El lunes, Clarice Starling tuvo que comprobar las ventas de productos sofisticados del fin de semana, y su sistema tenía problemas que requerían la ayuda del técnico informático de la Unidad de Ingeniería. Incluso con listas drásticamente reducidas a dos o tres de las cosechas más selectas de cinco distribuidores de vinos caros, a dos proveedores de foie gras americano y a cinco colmados especializados, la cantidad de compras era formidable. Las llamadas de licorerías individuales a través del número de teléfono que figuraba en el boletín del Bureau tenían que introducirse una por una.
Basándose en la identificación del doctor Lecter como autor del asesinato del cazador de ciervos de Virginia, Starling redujo la lista a las compras realizadas en la costa este, excepto para el foie gras Sonoma. En París, Fauchon se había negado a cooperar. Starling no consiguió comprender lo que el empleado de Vera dal 1926, de Florencia, le decía por teléfono, y envió un fax a la Questura para pedir su ayuda por si el doctor Lecter encargaba trufas blancas.
Al final de la jornada de trabajo de aquel lunes diecisiete de diciembre, a Starling se le ofrecían doce posibles líneas de acción. Se trataba de combinaciones de compras realizadas con tarjetas de crédito.
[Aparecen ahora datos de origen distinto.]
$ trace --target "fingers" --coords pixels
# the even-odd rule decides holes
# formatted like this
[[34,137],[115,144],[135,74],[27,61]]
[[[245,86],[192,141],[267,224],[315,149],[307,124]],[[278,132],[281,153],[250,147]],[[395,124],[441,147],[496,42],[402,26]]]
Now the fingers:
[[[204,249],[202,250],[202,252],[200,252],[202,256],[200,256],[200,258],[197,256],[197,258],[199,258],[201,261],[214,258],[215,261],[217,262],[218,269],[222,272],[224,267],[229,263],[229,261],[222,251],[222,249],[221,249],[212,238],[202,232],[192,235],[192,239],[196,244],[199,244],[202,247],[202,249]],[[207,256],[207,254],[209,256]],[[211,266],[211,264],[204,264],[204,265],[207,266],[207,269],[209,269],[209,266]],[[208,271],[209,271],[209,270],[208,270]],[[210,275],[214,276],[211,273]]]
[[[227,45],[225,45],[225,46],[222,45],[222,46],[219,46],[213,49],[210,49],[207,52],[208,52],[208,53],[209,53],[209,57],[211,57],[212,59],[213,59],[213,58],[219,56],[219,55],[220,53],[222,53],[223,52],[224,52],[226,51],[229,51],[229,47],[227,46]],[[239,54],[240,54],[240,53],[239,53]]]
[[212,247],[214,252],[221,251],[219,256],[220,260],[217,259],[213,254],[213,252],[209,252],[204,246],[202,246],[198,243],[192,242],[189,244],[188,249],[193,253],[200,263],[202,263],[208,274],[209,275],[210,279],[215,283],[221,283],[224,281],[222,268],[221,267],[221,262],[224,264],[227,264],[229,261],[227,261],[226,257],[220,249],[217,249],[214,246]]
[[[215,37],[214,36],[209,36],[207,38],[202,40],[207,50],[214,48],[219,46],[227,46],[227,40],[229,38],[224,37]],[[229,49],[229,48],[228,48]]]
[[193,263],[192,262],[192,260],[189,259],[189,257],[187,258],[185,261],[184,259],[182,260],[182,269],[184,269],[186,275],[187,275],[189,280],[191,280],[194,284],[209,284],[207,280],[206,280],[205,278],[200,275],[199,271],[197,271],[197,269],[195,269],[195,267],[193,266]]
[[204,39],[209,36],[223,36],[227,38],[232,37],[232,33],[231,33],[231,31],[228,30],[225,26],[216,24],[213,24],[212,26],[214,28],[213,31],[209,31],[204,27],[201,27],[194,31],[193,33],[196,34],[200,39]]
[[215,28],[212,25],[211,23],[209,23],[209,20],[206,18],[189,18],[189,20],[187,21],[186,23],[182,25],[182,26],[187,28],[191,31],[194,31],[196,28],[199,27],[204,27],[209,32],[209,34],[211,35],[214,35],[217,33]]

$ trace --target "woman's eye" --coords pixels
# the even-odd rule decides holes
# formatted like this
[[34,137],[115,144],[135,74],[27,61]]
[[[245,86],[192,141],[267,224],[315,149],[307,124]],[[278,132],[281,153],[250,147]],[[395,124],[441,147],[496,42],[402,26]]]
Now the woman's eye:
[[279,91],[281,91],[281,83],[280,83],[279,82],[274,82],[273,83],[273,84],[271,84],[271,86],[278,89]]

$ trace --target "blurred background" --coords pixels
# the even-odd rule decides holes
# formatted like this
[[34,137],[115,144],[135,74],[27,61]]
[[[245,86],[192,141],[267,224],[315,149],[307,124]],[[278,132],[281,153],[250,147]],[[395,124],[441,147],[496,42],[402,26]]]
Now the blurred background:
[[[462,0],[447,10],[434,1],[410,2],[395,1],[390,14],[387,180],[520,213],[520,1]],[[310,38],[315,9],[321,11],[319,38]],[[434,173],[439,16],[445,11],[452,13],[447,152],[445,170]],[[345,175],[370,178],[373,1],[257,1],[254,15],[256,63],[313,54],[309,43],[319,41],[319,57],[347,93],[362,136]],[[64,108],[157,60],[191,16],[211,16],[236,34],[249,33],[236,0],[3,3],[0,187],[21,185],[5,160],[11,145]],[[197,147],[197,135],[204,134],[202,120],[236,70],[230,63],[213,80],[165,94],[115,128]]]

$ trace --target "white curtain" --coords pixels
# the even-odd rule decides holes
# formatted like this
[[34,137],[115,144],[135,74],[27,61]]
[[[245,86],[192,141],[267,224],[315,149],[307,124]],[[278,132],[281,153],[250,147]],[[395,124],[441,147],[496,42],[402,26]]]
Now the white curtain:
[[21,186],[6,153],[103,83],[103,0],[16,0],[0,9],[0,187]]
Un hombre había comprado una caja de Pétrus y un Jaguar con compresor de sobrecarga, con la misma American Express.
Otro había encargado una caja de Bátard-Montrachet y una caja de ostras verdes de la Gironda.
Starling comunicó cada posibilidad a las oficinas locales del Bureau para que las investigaran.
Starling y Eric Pickford trabajaban en turnos distintos pero solapados para poder tener la oficina en activo durante el horario comercial.
En su cuarto día de trabajo allí, Pickford empleó parte del tiempo en programar las llamadas automáticas de su teléfono. No puso etiquetas en los botones.
Cuando salió a tomar café, Starling pulsó el primer botón. Respondió el propio Paul Krendler.
Starling colgó y se quedó pensativa. Era hora de irse a casa. Haciendo girar lentamente la silla contempló todos los objetos de la Casa de Hannibal. Las radiografías, los libros, la mesa puesta para uno. Después apartó las cortinas y salió.
El despacho de Crawford estaba abierto y vacío. El jersey que le había tejido su difunta esposa colgaba en el perchero del rincón. Starling alargó la mano hacia la prenda, pero no llegó a tocarla. Se echó el abrigo al hombro e inició el largo camino hasta su coche. Nunca volvería a ver Quantico.